夜勤なしという選択肢を知るだけでも気持ちは軽くなる
今すぐ転職を決めなくていい。
ただ、
「夜勤なしで働ける場所がある」
「夜勤前に心臓がバクバクしない生活が
本当に存在する」
それを知るだけでも、
「今の病院しかない」という苦しさが
少し薄まることがある。
一人で抱え込まず働き方を整理してみよう
職場では言えない。
家族にも言いにくい。
同期にも話せない。
そうやって一人で抱えてきた。
でも、
「夜勤なし求人を見てみる」という行動は
誰にも言わずにできる。
ひとりで抱えたまま、
まず知るだけでいい。
今すぐ辞めなくてもいい。
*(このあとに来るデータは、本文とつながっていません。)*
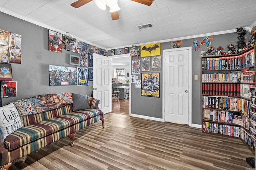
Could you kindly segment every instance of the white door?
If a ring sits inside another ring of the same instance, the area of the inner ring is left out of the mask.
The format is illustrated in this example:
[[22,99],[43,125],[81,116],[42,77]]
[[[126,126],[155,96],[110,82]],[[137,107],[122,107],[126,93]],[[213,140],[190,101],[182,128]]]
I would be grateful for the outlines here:
[[[164,50],[165,121],[189,124],[189,57],[191,49]],[[190,124],[190,123],[189,123]]]
[[111,109],[110,59],[93,54],[93,97],[100,100],[99,107],[104,114]]

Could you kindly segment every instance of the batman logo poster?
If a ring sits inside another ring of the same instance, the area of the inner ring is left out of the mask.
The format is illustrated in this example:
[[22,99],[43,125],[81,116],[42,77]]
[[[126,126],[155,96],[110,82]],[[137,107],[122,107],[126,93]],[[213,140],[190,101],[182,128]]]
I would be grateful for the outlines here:
[[140,46],[140,56],[155,56],[161,55],[161,43],[154,43]]

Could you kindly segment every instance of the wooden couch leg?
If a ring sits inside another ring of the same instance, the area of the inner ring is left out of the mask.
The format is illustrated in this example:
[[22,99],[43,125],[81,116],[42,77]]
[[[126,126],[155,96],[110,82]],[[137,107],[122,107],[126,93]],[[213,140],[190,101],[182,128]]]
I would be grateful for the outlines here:
[[101,120],[102,121],[102,127],[103,127],[104,128],[105,127],[105,126],[104,126],[104,122],[105,121],[105,120],[104,120],[104,118],[103,118]]
[[0,170],[8,170],[10,167],[11,166],[12,164],[12,162],[10,163],[9,164],[7,164],[7,165],[3,166],[2,167],[1,167],[1,168],[0,168]]
[[74,146],[75,146],[75,145],[74,144],[73,141],[74,140],[74,137],[75,136],[75,135],[76,135],[76,132],[75,132],[74,133],[71,133],[70,135],[68,135],[68,136],[70,139],[70,140],[71,141],[71,143],[70,144],[70,146],[71,147],[74,147]]

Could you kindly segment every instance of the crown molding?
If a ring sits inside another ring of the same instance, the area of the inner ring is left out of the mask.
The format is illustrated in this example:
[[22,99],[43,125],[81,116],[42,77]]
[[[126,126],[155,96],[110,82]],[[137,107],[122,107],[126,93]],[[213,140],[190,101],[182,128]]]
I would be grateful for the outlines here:
[[29,18],[28,17],[26,17],[24,16],[22,16],[21,15],[18,14],[16,14],[14,12],[13,12],[12,11],[10,11],[9,10],[7,10],[3,8],[2,7],[0,7],[0,12],[5,13],[7,14],[10,15],[16,18],[20,19],[21,20],[24,20],[30,23],[33,23],[35,25],[36,25],[38,26],[40,26],[41,27],[42,27],[44,28],[46,28],[47,29],[50,29],[52,31],[54,31],[55,32],[57,32],[59,33],[60,33],[62,34],[65,35],[68,35],[69,37],[74,37],[76,38],[76,39],[78,39],[80,41],[82,41],[84,42],[89,44],[90,45],[94,45],[95,46],[97,47],[98,47],[102,49],[106,50],[106,48],[105,47],[104,47],[100,45],[99,45],[97,44],[94,44],[91,42],[88,41],[86,41],[85,39],[83,39],[80,37],[76,37],[74,35],[70,34],[69,33],[67,33],[66,32],[64,32],[63,31],[60,30],[60,29],[57,29],[56,28],[51,27],[50,26],[46,24],[45,24],[43,23],[41,23],[40,22],[37,21],[35,21],[34,20],[32,20],[31,19]]

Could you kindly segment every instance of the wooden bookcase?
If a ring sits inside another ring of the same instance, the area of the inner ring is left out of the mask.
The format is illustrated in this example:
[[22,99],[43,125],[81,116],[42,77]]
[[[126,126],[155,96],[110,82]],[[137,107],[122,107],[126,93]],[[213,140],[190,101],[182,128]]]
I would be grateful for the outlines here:
[[254,152],[250,88],[255,86],[255,48],[200,60],[202,132],[240,138]]

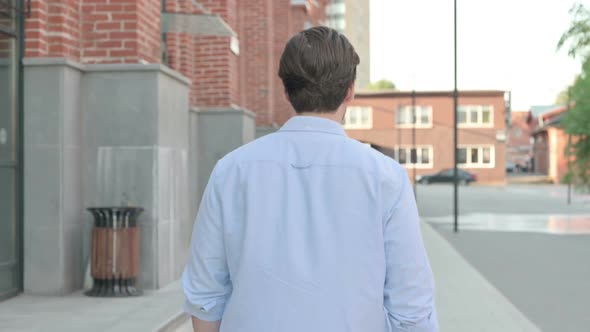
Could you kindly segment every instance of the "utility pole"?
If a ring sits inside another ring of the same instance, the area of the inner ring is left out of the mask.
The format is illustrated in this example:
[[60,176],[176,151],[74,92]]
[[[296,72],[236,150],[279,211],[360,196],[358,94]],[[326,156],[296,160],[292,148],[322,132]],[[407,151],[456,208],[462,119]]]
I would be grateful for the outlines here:
[[[567,88],[567,112],[569,113],[570,107],[572,104],[571,101],[571,87]],[[574,176],[572,175],[572,135],[567,135],[567,171],[568,171],[568,181],[567,181],[567,204],[572,204],[572,181],[574,180]]]
[[[417,185],[416,185],[416,164],[418,163],[418,149],[416,148],[416,125],[418,119],[416,118],[416,90],[412,90],[412,150],[410,150],[410,161],[412,162],[412,181],[414,183],[414,198],[418,200]],[[414,159],[412,160],[412,152],[414,151]]]
[[454,231],[459,232],[459,169],[458,169],[458,137],[457,137],[457,118],[459,111],[459,91],[457,90],[457,0],[454,0],[454,60],[455,60],[455,89],[453,90],[453,104],[454,104],[454,116],[453,116],[453,155],[454,155],[454,170],[453,170],[453,214],[454,214]]

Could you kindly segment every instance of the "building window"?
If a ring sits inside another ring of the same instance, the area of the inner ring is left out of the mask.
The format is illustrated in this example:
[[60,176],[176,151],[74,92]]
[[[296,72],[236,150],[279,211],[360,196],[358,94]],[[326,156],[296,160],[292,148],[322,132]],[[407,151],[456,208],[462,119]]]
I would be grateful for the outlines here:
[[399,128],[432,128],[432,106],[416,106],[416,118],[412,106],[403,106],[397,110],[397,126]]
[[431,145],[400,146],[395,149],[395,159],[409,168],[432,168],[434,150]]
[[330,28],[342,32],[346,29],[346,19],[344,18],[344,16],[329,17],[326,20],[326,25]]
[[344,116],[346,129],[373,128],[373,109],[369,106],[349,106]]
[[345,14],[346,14],[346,4],[343,2],[331,3],[328,6],[326,6],[326,16],[328,16],[328,17],[336,16],[336,15],[344,16]]
[[460,146],[457,154],[459,166],[464,168],[493,168],[495,166],[493,145]]
[[493,107],[489,105],[464,105],[459,106],[457,122],[460,127],[487,127],[494,126]]

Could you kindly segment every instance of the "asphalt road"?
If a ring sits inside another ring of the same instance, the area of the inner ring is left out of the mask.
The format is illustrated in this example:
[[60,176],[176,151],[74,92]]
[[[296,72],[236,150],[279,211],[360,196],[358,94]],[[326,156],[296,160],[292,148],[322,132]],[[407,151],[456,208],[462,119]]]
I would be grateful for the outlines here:
[[[588,196],[575,195],[569,206],[565,187],[464,187],[455,234],[452,187],[418,186],[417,193],[422,217],[542,331],[590,331],[590,234],[539,231],[553,215],[586,214],[580,224],[590,225]],[[499,231],[494,227],[502,223],[490,222],[521,219],[541,225]],[[461,230],[462,220],[491,226]]]

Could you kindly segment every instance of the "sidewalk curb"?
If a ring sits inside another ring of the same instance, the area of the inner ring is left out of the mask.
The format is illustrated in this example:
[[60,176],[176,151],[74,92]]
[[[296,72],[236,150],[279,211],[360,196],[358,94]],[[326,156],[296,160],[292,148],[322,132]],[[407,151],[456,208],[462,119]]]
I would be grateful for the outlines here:
[[503,332],[541,332],[432,226],[424,220],[421,224],[436,281],[441,331],[492,328]]
[[179,310],[175,316],[162,323],[162,325],[157,327],[154,332],[174,332],[176,329],[182,326],[182,324],[186,323],[188,319],[189,317],[184,313],[184,311]]

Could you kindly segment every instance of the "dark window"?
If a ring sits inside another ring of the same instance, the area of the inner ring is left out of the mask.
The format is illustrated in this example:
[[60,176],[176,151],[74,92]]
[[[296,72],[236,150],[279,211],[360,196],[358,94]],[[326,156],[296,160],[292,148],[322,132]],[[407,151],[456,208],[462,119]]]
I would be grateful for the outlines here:
[[398,162],[403,165],[407,162],[407,158],[406,149],[400,148],[398,152]]
[[467,149],[459,148],[457,150],[457,158],[459,159],[459,164],[467,164]]
[[422,163],[428,164],[430,163],[430,153],[427,148],[422,148]]
[[473,148],[471,149],[471,163],[477,164],[479,161],[479,149]]
[[416,149],[412,149],[410,150],[410,160],[412,164],[417,164],[418,163],[418,153],[416,151]]
[[490,148],[483,148],[483,163],[489,164],[492,161],[492,151]]

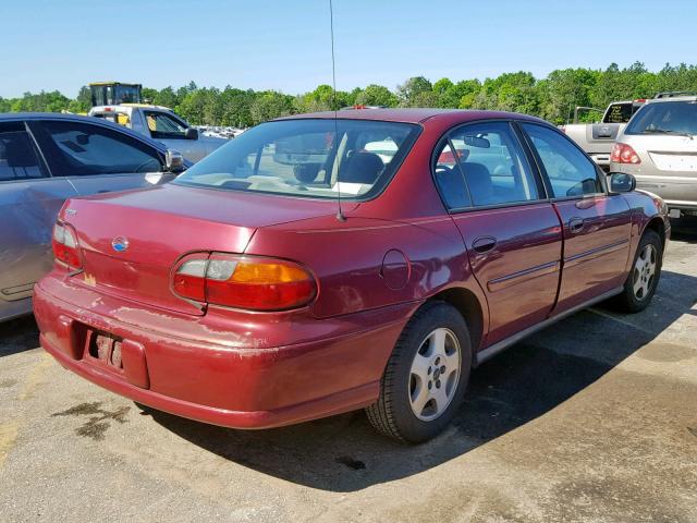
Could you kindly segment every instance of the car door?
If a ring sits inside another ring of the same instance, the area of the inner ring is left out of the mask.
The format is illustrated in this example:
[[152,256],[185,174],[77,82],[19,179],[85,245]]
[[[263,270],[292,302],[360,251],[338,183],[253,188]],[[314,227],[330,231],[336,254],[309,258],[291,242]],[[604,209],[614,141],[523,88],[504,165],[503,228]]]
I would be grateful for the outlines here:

でも選択肢は知っておいてください
今すぐ転職を決める必要はありません。
ただ、
夜勤前に心臓がバクバクしない働き方が、本当にあるのか。
それだけは知っておいてもいいかもしれません。
夜勤なし。
夜勤少なめ。
日勤中心。
急性期以外の職場。
今の病棟にいると、
「看護師なら夜勤があって当然」
と思ってしまうかもしれません。
でも、
夜勤の負担が少ない働き方をしている看護師もいます。
求人を見ることは、転職を決めることではありません。
応募しなくても大丈夫です。
まずは、
「夜勤前に心臓がバクバクしない働き方があるのか」
を知るところから始めてみませんか。
まとめ
- 夜勤前に動悸がするのは甘えではない
- 急変やミスへのプレッシャーが体に出ているだけ
- 辞められない理由があるのは自然なこと
- 放置すると苦しさの範囲が広がることがある
- 今すぐ転職を決めなくていい
- まずは夜勤前に動悸がしない働き方があることを知るだけでいい
「また夜勤だ」と思った瞬間に
心臓がバクバクする夜が続いているなら、
それはあなたが弱いんじゃない。
急変の恐怖を抱えながら、
人手不足の病棟で、
新人の面倒も見ながら、
毎回ここまで追い詰められながら、
それでも出勤してきた。
今夜は転職を決めなくていい。
ただ、
「夜勤前に心臓がバクバクしない生活」が
本当に存在するのかどうか、
それだけ知っておいてほしい。
それが、今後の働き方を考えるきっかけになるかもしれません。
動悸が続く、症状が強い、日常生活に影響している場合は、不安だけが原因だと決めつけず、医療機関へ相談することも検討してください。胸の痛み、息苦しさ、失神などを伴う場合は、早めに医療機関を受診してください。